While Cecchini sees a recession brewing in the manufacturing sector, he is not heartened, as are many other analysts, by consumer spending data and consumer confidence surveys that remain strong. He says that consumers typically keep spending until the onset of an economic downturn. "There's really not much room for improvement" in key indicators such as unemployment or consumer spending," he added.

Albert Edwards of Societe Generale notes that stock prices have been advancing faster than earnings, and he finds this to be reminiscent of the dotcom bubble. Meanwhile, interest rate cuts by the Fed appear to be losing their potency, The Wall Street Journal reports. Among the reasons for this loss of potency are that investment in residential housing, a major beneficiary of cuts, has declined as a share of U.S. GDP. In addition, widespread uncertainties about global growth and trade tensions are making corporations hesitant to invest, even if they can borrow at lower rates.

Leading investment managers are also becoming increasingly bearish, per the latest release of the Big Money Poll conducted by Barron's. Among respondents, 31% are bearish on stocks, the highest level since the mid-1990s, while only 27% are bullish, less than half the proportion one year ago.
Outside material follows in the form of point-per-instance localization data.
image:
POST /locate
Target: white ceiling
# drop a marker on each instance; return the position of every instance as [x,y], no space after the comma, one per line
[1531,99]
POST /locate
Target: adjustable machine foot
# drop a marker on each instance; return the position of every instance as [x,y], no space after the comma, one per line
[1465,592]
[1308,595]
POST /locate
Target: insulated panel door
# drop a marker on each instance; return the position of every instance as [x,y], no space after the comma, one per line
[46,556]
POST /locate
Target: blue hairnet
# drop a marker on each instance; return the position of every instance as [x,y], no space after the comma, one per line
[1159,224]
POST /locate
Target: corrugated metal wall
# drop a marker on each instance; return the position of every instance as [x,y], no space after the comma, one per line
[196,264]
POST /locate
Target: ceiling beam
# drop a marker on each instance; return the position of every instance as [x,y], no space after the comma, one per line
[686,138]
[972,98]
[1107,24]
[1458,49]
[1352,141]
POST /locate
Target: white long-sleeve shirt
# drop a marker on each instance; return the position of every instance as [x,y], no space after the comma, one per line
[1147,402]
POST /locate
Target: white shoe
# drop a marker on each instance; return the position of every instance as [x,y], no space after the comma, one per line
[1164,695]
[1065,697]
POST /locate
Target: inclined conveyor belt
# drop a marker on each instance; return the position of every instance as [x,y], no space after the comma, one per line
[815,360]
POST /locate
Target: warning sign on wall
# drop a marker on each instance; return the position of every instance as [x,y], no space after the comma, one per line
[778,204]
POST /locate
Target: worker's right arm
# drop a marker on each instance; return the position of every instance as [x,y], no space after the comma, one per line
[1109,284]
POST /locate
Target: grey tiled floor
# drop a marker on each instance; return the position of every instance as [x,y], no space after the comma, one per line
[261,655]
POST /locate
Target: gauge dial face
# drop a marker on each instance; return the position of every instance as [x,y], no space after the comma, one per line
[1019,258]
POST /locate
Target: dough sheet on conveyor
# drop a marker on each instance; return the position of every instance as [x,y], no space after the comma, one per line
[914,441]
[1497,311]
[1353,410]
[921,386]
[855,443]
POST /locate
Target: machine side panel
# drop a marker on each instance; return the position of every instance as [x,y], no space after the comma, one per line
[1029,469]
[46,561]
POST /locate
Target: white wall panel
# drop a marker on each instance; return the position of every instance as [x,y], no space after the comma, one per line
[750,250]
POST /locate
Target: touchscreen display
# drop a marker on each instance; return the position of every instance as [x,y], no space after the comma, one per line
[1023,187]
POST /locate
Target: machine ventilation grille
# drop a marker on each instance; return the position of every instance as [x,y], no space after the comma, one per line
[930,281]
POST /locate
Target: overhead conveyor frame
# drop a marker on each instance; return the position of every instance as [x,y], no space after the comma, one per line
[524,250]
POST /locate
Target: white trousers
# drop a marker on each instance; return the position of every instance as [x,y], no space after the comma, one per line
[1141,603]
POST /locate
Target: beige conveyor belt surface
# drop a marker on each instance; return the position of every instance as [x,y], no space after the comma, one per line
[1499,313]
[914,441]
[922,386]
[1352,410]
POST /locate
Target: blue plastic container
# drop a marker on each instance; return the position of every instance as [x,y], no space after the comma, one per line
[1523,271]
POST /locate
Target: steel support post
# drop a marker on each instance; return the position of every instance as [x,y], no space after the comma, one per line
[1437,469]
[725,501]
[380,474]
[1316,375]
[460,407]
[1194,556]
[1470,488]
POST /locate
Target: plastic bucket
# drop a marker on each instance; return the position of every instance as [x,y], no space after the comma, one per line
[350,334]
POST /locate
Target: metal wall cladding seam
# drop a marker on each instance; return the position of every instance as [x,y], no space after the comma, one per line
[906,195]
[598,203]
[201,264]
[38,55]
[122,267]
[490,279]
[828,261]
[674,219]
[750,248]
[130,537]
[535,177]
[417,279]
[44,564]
Individual investors also polled by Barron's are similarly gloomy, with only 29% calling themselves bullish, and 42% believing that U.S. stocks are overvalued.

Meanwhile, corporate CEOs are registering their lowest levels of confidence since the 2008 financial crisis, and a majority of corporate CFOs expect the U.S. economy to be in recession by the second half of 2020, per two other recent surveys.

John Hussman, an investment manager and former professor, is another prominent bear. "Look, I expect the S&P 500 to lose somewhere between 50-65% over the completion of the current market cycle," he told BI in another report.